Gordon took second, while a wild last-lap scrum for third ended in favor of Kyle Busch. Brian Vickers and rookie phenom Kyle Larson rounded out the top-five. Greg Biffle was sixth, followed by Matt Kenseth, Clint Bowyer, and Paul Menard. Polesitter Tony Stewart completed the top-10 after leading 69 laps.

The race was extended to 340 laps by a green-white-checkered finish after a shredded left rear tire on Kurt Busch's Chevrolet drew the caution with the white flag in Logano's sights. Logano led teammate Brad Keselowski and the rest of the field onto pit road. Gordon and Vickers beat the two Penske Fords off pit lane, and the running order was further jumbled by a speeding penalty that doomed Keselowski to a 15th-place result. Logano tailed Gordon for most of the first lap after the restart, finally pulling inside the No. 24 Chevrolet - specially painted in the colors of Texas A&M University - at the white flag before taking the lead for good in turn one.

The wild finish was fitting, given the unusual circumstances under which the race began.
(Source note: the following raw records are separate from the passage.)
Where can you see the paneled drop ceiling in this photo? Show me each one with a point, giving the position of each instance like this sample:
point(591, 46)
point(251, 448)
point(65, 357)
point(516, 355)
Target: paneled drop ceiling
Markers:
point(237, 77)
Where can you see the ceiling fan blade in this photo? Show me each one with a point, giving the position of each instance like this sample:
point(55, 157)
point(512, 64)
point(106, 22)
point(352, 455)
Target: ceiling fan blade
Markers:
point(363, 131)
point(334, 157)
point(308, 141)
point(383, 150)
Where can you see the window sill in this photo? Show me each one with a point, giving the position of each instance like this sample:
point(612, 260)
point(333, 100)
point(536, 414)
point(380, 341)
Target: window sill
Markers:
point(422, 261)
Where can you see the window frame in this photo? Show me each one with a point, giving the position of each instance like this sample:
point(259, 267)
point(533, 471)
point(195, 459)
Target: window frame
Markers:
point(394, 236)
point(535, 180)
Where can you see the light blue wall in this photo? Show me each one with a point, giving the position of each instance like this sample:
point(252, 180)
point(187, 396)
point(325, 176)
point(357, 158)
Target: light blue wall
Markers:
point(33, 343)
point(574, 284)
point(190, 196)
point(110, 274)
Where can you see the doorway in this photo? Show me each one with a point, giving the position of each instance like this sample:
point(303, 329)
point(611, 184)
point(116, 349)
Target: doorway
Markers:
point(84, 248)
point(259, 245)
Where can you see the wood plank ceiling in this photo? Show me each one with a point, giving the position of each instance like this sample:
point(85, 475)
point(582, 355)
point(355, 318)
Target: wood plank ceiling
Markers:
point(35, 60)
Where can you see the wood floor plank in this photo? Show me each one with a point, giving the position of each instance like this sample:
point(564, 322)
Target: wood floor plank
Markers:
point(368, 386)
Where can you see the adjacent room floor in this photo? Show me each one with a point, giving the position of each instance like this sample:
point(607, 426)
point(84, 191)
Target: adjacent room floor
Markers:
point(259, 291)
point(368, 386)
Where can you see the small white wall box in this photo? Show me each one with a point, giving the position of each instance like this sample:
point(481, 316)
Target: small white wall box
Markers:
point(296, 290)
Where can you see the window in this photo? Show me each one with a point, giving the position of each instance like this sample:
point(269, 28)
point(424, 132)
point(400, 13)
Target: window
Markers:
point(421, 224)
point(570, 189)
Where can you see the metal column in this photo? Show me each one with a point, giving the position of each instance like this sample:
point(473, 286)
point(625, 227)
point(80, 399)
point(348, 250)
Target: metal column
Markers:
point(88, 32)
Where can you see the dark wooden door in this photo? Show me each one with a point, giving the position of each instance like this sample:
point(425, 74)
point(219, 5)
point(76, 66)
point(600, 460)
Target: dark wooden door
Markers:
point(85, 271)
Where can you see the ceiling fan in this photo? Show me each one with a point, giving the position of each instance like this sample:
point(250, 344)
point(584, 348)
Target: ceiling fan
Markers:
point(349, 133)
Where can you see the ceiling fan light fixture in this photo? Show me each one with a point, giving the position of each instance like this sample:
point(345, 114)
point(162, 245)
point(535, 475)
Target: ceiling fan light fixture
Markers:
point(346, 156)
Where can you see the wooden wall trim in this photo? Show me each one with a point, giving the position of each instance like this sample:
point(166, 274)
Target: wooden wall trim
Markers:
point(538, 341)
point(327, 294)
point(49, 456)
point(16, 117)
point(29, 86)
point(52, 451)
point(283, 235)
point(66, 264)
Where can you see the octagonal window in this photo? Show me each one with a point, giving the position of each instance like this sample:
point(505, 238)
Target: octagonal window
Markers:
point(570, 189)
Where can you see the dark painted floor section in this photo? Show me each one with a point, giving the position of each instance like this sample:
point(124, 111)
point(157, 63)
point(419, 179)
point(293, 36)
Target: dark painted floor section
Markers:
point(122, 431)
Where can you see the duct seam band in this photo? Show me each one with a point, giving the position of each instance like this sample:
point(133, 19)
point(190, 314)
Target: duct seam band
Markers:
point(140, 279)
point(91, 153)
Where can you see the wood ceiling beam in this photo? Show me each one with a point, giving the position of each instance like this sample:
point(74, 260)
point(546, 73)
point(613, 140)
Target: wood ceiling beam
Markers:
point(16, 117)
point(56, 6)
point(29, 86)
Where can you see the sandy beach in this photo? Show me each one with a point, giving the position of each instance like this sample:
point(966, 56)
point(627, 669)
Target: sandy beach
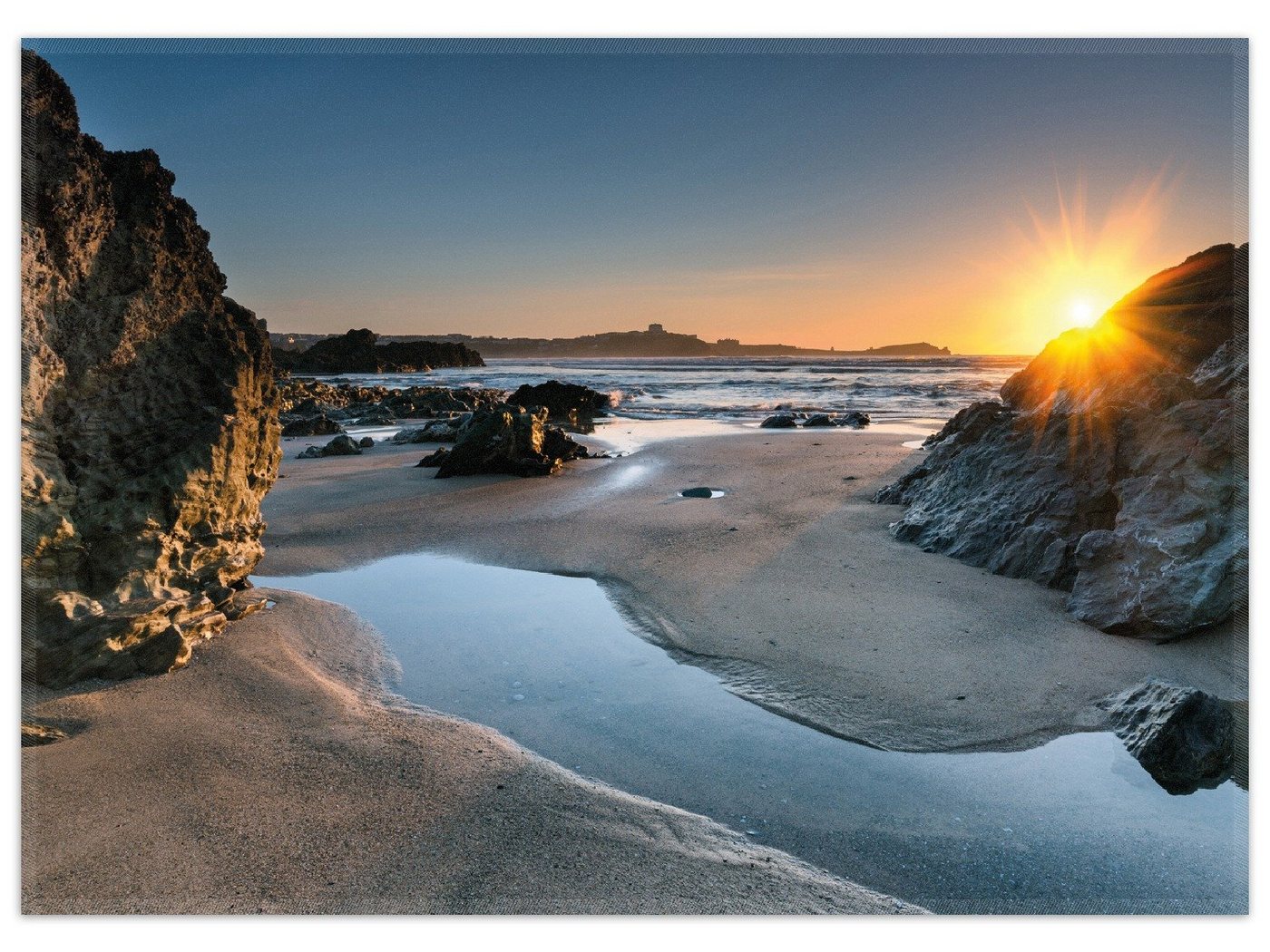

With weepers still plaguing the 1.5-mile speedway, the race opened with ten laps under a green-yellow condition. The race went green at lap 11, only to be slowed almost immediately by a bizarre accident involving points leader Dale Earnhardt Jr. as he tried to pass Aric Almirola on the front stretch. Earnhardt admittedly misjudged the location of the saturated grass, and the left-front corner of his car was nearly ripped away when he hit the marsh. The No. 88 Chevrolet shot across the track into the outside wall, bursting into flames and rolling the entire length of turns one and two before coming to a rest on the backstretch. Earnhardt was unhurt but his race was done.

Also invovled in the incident was Jimmie Johnson, who was trailing Earnhardt at the time of the incident. Debris from Earnhardt's car battered the nose and windshield of his teammate's No. 48 Chevrolet, and Johnson was left to limp to a 25th-place finish, two laps off of Logano's pace.

Shortly after the restart from Earnhardt's accident, the miserable luck that has plagued Kevin Harvick throughout his first two months with Stewart-Haas Racing reared its head once more when the engine blew as he battled Stewart for the lead. Harvick, who wound up 42nd, now has four finishes of 36th or worse in his first seven races for the SHR team.

With Earnhardt's disastrous outing, Gordon assumes the Sprint Cup point lead by four markers over Kenseth. Earnhardt, meanwhile, fell to sixth, his lowest position all season.